Hello, my friend… so glad you're with me today. This is By God's Call — day 52, More of Him.
"He must increase, but I must decrease." John 3:30.
Let that land. He must. Not he should. Not it would be nice. Must. And the man who said it wasn't broken, wasn't beaten. It was John the Baptist — the greatest prophet Israel had seen — and he said it with his joy made full. With peace. With a clarity most of us spend our whole lives searching for.
Think about who John was. Crowds left Jerusalem to find him in the wilderness. People waded into the Jordan just to be near him. He had a voice, a movement, a weight of authority that very few people in history have carried. And then Jesus starts drawing everyone. John's own disciples come to him worried — "Teacher, look, everyone is going to him." And John is not shaken. Because John knew who he was: the friend of the groom. Not the groom.

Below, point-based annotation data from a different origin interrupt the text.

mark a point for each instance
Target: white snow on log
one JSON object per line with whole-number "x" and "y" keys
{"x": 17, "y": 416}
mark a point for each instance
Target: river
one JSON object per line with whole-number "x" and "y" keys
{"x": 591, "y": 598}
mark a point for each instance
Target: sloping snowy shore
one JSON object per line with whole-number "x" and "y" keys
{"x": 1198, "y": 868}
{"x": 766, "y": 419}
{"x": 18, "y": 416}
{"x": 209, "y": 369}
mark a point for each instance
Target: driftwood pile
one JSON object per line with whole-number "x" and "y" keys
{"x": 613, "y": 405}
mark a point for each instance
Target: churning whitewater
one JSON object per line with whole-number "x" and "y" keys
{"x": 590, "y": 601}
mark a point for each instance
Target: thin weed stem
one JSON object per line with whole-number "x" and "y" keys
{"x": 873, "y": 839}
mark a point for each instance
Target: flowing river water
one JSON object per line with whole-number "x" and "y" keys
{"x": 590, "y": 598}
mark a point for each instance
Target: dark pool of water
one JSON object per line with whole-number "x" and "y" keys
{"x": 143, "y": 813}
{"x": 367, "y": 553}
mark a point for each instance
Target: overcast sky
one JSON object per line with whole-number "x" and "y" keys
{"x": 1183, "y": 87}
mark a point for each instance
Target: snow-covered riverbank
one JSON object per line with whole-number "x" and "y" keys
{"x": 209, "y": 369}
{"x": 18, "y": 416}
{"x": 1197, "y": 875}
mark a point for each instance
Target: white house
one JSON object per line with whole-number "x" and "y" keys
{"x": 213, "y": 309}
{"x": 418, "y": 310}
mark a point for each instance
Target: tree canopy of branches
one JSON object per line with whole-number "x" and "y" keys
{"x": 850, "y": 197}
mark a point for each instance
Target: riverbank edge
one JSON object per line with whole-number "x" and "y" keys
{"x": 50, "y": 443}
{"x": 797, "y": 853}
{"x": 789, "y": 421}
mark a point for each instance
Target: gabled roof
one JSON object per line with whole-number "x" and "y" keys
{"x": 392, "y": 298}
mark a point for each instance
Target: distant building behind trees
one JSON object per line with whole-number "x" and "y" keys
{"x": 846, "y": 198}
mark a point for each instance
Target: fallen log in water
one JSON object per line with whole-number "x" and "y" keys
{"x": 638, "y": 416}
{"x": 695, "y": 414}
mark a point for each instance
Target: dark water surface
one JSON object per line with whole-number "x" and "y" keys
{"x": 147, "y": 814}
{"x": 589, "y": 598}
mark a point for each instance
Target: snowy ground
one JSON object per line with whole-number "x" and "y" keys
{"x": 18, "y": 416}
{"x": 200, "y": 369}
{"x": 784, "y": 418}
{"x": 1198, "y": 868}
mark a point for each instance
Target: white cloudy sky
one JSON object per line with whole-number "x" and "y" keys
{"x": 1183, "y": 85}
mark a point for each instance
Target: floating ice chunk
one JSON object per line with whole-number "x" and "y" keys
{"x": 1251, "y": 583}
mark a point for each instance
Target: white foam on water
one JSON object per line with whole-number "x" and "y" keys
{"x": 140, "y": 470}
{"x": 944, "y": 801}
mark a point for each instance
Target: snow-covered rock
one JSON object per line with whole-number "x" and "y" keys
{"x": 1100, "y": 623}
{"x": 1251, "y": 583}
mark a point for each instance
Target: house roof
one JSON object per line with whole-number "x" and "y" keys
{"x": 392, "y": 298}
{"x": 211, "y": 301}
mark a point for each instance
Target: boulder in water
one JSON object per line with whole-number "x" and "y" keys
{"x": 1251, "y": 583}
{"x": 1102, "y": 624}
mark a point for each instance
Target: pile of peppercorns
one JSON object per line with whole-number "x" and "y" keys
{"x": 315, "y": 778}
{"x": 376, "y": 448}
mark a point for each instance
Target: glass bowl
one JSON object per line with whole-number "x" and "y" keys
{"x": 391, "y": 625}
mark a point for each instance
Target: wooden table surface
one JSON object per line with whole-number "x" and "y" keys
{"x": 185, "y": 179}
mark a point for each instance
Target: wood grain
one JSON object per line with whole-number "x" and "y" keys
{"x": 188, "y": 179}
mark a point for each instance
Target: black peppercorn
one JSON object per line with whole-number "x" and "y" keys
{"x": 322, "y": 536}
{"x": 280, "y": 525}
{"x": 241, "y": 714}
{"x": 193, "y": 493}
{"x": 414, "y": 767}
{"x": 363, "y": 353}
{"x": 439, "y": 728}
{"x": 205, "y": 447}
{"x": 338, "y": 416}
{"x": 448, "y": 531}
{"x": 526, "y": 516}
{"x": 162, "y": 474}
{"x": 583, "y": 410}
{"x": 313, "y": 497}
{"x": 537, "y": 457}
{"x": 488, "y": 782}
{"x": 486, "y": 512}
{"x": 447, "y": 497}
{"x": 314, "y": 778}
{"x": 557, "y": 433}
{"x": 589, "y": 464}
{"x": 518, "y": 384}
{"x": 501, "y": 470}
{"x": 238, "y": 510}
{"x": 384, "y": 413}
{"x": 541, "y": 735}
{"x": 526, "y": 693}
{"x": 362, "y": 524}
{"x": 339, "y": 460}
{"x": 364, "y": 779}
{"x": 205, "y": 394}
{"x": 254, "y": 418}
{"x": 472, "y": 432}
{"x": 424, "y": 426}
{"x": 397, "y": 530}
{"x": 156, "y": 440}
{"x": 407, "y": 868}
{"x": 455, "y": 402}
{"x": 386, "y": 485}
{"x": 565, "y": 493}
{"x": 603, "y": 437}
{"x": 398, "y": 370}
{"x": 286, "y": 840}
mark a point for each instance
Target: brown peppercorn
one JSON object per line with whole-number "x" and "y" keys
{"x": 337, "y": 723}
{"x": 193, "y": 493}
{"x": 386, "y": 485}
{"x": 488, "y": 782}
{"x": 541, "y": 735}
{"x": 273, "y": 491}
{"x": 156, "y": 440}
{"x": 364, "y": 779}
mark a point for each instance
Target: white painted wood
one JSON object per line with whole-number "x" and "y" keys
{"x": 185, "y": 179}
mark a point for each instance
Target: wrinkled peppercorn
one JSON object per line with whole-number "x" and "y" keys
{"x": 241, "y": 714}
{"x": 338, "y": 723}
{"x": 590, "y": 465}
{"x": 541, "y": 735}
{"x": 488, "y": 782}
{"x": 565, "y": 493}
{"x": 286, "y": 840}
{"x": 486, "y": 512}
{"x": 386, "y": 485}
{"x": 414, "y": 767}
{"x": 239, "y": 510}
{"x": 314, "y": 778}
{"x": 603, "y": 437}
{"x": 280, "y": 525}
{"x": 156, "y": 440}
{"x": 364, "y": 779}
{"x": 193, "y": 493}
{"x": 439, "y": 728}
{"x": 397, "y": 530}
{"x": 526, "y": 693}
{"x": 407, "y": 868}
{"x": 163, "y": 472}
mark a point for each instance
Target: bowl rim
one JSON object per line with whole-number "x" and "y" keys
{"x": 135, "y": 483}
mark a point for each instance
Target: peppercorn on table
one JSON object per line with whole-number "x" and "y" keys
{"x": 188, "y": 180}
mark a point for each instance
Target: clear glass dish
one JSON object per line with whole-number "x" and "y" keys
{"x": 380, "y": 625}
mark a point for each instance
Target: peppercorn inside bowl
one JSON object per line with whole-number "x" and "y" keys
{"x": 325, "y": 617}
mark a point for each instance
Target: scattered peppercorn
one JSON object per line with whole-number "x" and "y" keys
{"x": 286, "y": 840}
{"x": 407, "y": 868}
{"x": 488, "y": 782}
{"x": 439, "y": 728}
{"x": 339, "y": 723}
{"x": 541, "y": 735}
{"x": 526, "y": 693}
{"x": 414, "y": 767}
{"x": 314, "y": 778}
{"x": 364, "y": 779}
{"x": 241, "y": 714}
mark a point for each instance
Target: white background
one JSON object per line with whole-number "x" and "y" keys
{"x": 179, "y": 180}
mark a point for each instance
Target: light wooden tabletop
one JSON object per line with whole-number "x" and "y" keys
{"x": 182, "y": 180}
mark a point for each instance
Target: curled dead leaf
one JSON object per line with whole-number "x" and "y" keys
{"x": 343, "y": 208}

And there's the freedom. When you really know your role — when you hold it honestly, deep down — you don't have to compete. You don't have to guard your place or chase your recognition. John wasn't losing. John was finishing. Like the morning star that burns bright in the dark sky and pulls your gaze toward the horizon — not toward itself, but toward where the sun is coming. When the sun rises, the morning star isn't defeated. It did what it came to do.
And this is where the Word reaches us today. Because our instinct runs the other way. Our instinct is to grow, to be seen, to be credited, to be remembered. That's not wickedness — that's being human. But the Spirit calls us toward something different. Christ increases in us — not through one great dramatic surrender, but through the small ones. An opinion you let go. Credit you pass to someone else without making a point of it. A silence you choose when you could have made it about yourself. In those small daily surrenders, Jesus takes up more room. And we, a little less.
Ask yourself today — in every conversation, every meeting, every message you send — where am I pointing? Toward myself, toward what I've done, toward what I think? Or toward him? Humility isn't pretending you have nothing to offer. Humility is redirection. It's being able to say: whatever is good in me came from him — and him I will point to.
So today, before breakfast, before the day gets loud, do one thing: open to John 3, verses 27 through 30, read it slowly, and name — out loud or on paper — one area of your life where the spotlight needs to shift to Jesus today. Maybe it's at work. Maybe it's at home. Maybe it's a relationship, a project, a gift you carry. Just one area. Put it in his hands. And let him grow there.
Stay close to God. Pray — then act. I'll see you tomorrow, my friend.